Zuerst trat Verteidigungsministerin Sylvie Goulard zurück. Als Grund gab sie die EU-Affäre an. Dann gab auch Justizminister François Bayrou, der Chef von MoDem, seinen Posten auf. Er nannte keinen Grund. Fast gleichzeitig kündigte Europaministerin Marielle de Sarnez an, dass sie die Regierung verlässt. Gegen die beiden Letzteren gab es schon länger Vorwürfe. De Sarnez hat zwar das Kabinett verlassen, wird aber weiterhin eine wichtige Rolle spielen. Sie soll die Fraktionschefin der MoDem-Partei im Parlament werden.

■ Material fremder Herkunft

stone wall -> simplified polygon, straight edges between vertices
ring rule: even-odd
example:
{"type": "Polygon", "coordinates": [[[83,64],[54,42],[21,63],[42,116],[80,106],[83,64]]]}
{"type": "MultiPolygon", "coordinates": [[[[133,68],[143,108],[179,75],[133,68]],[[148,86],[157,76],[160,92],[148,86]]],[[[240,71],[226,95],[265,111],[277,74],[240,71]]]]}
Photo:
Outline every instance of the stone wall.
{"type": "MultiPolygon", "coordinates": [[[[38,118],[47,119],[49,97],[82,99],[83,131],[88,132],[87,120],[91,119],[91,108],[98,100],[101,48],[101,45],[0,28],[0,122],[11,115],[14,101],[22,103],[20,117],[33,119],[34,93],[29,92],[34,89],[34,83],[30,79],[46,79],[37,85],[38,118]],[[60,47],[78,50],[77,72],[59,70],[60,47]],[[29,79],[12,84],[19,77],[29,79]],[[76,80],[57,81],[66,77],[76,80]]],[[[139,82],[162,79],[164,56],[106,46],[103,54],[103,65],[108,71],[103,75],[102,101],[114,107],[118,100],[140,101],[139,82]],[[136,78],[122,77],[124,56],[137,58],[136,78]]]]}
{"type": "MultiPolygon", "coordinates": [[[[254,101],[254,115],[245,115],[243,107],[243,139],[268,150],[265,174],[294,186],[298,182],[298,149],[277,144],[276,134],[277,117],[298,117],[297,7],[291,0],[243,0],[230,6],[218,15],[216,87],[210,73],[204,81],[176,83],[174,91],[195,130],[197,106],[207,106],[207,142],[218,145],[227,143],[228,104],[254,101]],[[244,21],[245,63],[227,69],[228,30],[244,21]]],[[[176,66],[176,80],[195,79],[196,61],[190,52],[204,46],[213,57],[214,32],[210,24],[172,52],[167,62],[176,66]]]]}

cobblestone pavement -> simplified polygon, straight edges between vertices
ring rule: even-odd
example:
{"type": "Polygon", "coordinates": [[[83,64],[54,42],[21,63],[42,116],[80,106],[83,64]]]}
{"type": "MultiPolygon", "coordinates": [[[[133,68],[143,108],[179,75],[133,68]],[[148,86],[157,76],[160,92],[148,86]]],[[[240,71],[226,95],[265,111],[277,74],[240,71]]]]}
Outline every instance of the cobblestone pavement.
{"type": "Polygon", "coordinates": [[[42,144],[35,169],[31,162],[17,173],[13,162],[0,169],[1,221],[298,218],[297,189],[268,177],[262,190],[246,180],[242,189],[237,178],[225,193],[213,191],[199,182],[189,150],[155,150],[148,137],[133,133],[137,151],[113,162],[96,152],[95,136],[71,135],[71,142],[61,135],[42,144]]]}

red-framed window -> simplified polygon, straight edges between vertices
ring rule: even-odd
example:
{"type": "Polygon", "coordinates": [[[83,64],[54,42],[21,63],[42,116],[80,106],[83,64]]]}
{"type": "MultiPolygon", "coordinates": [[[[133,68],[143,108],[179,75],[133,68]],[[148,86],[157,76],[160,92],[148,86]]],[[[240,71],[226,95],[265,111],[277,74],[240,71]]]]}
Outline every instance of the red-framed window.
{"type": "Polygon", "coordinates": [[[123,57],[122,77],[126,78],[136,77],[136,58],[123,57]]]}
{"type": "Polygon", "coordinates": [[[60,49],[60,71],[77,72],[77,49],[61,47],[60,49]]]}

Damit ist Macron gleich vier Problemkandidaten los, diese Affären können seine Regierungsarbeit nicht mehr behindern. Macrons Bewegung ist mit MoDem zwar verbündet, kommt aber mit 308 von 577 Parlamentsabgeordneten auch allein auf genügend Stimmen für die Mehrheit im Parlament. Eigentlich braucht er Bayrou nicht mehr. Doch der könnte es dem Präsidenten sehr übel nehmen. wenn er fallengelassen wird, könnte er möglicherweise zur Opposition überlaufen, wird vermutet.

Kritik am Ausnahmezustand

Aber nicht nur personelle Veränderung gibt es in der Regierung, auch inhaltliche. Zunächst soll einmal das Terrorgesetz verändert werden. Seit den Attentaten vom November 2015 herrscht in Frankreich der Ausnahmezustand. Er wird inzwischen vielfach als zu umfassend und zu lang kritisiert. Ein neues Terrorgesetz soll Abhilfe schaffen. Es räumt den Sicherheitsbehörden wesentlich mehr Befugnisse ein als bisher, allerdings weniger als im Ausnahmezustand. Kritiker bemängeln dennoch, dass die freiheitlichen Grundrechte der Bürger durch die Reform zu sehr beschnitten würden.

Innenminister Gérard Collomb erklärte die wichtigsten Maßnahmen: Überwachung von Personen, Einschränkung der Bewegungsfreiheit von Verdächtigen und die Schließung von Gebetsräumen sollen auf Dauer möglich sein. Darüber hinaus sollen Hausdurchsuchungen erleichtert werden. Großereignisse, Grenzen, Bahnhöfe und Busbahnhöfe würden schärfer überwacht. An diesem Donnerstag wird das Projekt im Ministerrat vorgestellt, im Juli dann im Parlament diskutiert.

Diskussionen um Reform des Arbeitsrechts

Der Präsident hat in den letzten Tagen gezeigt, dass er schnell vorangeht. Erst das Gesetz zur Moralisierung der Politik, dann das Terrorgesetz. Gleichzeitig wird derzeit mit den Sozialpartnern über die Arbeitsrechtsreform diskutiert, die die Arbeitswelt flexibler gestalten soll. Von langwierigen Parlamentsdebatten will sich Macron in seinem Eifer nicht abhalten lassen.

Um seine Pläne schnell zu realisieren, will sich der Präsident vom Parlament eine Art Bevollmächtigung ausstellen lassen. Das ist im französischen Recht möglich. Die Regierung kann mit Hilfe dieser Bevollmächtigung Reformen per Verordnung beschließen. Schon Ende Juni hofft Macron auf die Freigabe für die Arbeitsrechtsreform, damit diese schon im September in Kraft treten kann. Der Präsident weiß, dass er schnell liefern muss, um nicht nur seine Wähler zu überzeugen, sondern auch die, die ihn nicht gewählt haben.